Thursday, October 18, 2012

TRAINING: Shadowboxing Tips - part 2 by Xen Nova

Excerpted from the now defunct www.spladdle.com:

INTRODUCTION

B&S posted:

Shadow Boxing Tips

I think this is possibly the hardest thing to learn. Over a year later I still look like a drunk retarded bear in a mosh pit if I try to do it with any speed at all. Particularly when I try to throw a hook. Any help, if only for my own vanity?
Advice from Joe Silvia aka Ausgepicht was posted yesterday - read here.

Xen Nova and I also replied with some advice. Will post mine on Friday along with Xen's 2nd reply tomorrow. Follows is Xen's 1st reply:






Aus is 100% correct (per usual).

Hopefully my outlook on shadowfighting can aid your struggles, because I felt the same awkwardness when I began shadowboxing.

Non FRAT Version:

  • Box super slow
  • Drill just specific techniques at a very casual speed till your efficiency goes up

I'll begin by telling you the one thing that improved my thaiboxing beyond any other drills, skills, and other bullsh!t. I just started shadowboxing for 45min to an hour. Completely changed everything. And then lets work on your specific difficulties. So ok lets back track...



To Aus, shadowboxing is Q&A time. In a similar respect, I consider shadowboxing/fighting, "Moving Meditation". It's a time where I go through a variety of focuses.

First as Aus said, and this is EVERY shadowboxing session, I spend the first few minutes just moving slowly. I watch my balance, just twist my hips, really slight movements, I move my torso around, try to find my center. Start doing some footwork drills, just very very subtle motions till I find myself starting to lull.

This is when I start working on basics, simple combos. Singular movements (jab without moving, jab moving fwd, back, circle step, etc). Very very basic. But here is the key difference from most people. I go slow as sh!t...seriously...slow motion. If you can't do it slow how can you do it fast? So I box in super slow motion. This doesn't work so well with kicks but I basically just flow with it. Moving slowly you can eventually see where the energy leaks in your technique exist. Or if you're off balance/inefficient in anyway.

From here I start to improve my speed. And then begin layering combos. Don't go fast until you can go extra-slow.

Additionally. Don't use a mirror, it tricks you into thinking your balance is good. Use a video camera. This is something I'm going to get back into now that I'm training full time again, but if you can somehow, video tape all your shadowboxing sessions and maybe your last round on the bag. How you fight when you're tired is how you'll actually perform in a fight. So it's good to look and see what you need to work on and where your energy leaks are within your technique.

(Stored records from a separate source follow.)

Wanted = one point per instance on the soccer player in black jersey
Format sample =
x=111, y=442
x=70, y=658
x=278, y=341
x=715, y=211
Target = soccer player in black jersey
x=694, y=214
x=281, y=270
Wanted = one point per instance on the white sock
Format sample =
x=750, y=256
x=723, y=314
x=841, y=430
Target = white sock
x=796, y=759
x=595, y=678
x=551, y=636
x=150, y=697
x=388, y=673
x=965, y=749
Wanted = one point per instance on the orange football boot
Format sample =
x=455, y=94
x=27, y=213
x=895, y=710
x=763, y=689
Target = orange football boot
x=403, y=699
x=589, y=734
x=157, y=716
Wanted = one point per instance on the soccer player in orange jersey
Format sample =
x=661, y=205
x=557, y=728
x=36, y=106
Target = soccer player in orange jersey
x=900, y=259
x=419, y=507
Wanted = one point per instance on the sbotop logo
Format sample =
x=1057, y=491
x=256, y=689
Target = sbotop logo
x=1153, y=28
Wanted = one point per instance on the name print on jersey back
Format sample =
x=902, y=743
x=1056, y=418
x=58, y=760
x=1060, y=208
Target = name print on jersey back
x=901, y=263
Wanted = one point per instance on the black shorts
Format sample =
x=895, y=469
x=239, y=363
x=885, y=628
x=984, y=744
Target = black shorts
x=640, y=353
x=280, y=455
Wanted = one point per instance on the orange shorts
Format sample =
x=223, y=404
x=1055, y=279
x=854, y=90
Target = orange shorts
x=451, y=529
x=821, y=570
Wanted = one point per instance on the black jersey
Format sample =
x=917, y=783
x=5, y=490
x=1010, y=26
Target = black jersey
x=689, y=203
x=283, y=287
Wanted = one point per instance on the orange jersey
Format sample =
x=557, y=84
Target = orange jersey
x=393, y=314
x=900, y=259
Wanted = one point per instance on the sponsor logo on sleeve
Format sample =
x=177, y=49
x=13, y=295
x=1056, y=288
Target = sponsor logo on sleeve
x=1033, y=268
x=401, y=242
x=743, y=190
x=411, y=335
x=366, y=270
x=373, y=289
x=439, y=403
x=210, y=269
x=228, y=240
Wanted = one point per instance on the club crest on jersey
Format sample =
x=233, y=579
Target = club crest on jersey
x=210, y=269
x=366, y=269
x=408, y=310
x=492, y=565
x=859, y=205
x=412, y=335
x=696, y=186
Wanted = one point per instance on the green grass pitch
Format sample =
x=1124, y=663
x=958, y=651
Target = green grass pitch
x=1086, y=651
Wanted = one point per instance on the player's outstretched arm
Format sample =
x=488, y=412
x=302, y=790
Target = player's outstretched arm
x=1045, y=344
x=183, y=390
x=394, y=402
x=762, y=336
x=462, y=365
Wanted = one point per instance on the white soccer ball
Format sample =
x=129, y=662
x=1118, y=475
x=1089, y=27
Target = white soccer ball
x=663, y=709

Then you use shadowboxing as basically "drilling". If you screwed up 15-20x with a combo in the video then spend 10-15 mins performing JUST that combo PERFECTLY, slow, and escalate speed till you're at combat speed. Most people go to "combat speed" way way way too fast. Just cause you did it twice doesn't mean you have it. You're smart I know you'll figure out the sweet spot between too fast and fast enough.

After going through all of above (so 20-30 minutes), then I get more into the meditative portion and begin visualizing as strongly as possible that I'm actually combating an opponent. I pretend it's a movie or something and focus as hard as possible.

Imagine the scariest thing you can think of fighting. I use an Orc (from Lord of the Rings, lol) or old school Wanderlei. Imagine tall opponents, short ones, fighting Saku and CroCop...whoever. Fight them all. Respond to their techniques, counter, defend, use your minds eye to deconstruct their technique. This is where watching tape comes in, it helps you visualize better and understand how they'd fight/move. By the time you're done you should have spent a while at combat speed ACTUALLY FIGHTING whoever your mind's eye witnessed.

As Aus said:


Quote:
When you do it enough, you will reach a high enough level of visualization that you will have "sparring" sessions. You will hit a zone where you actually have an opponent fighting you, "hitting" you, and you are responding. Your brain barely discerns the two. I have actually improved technically and "fixed" habits from shadowbox sparring sessions.
But that begins with smoothing out your technique EVERY session.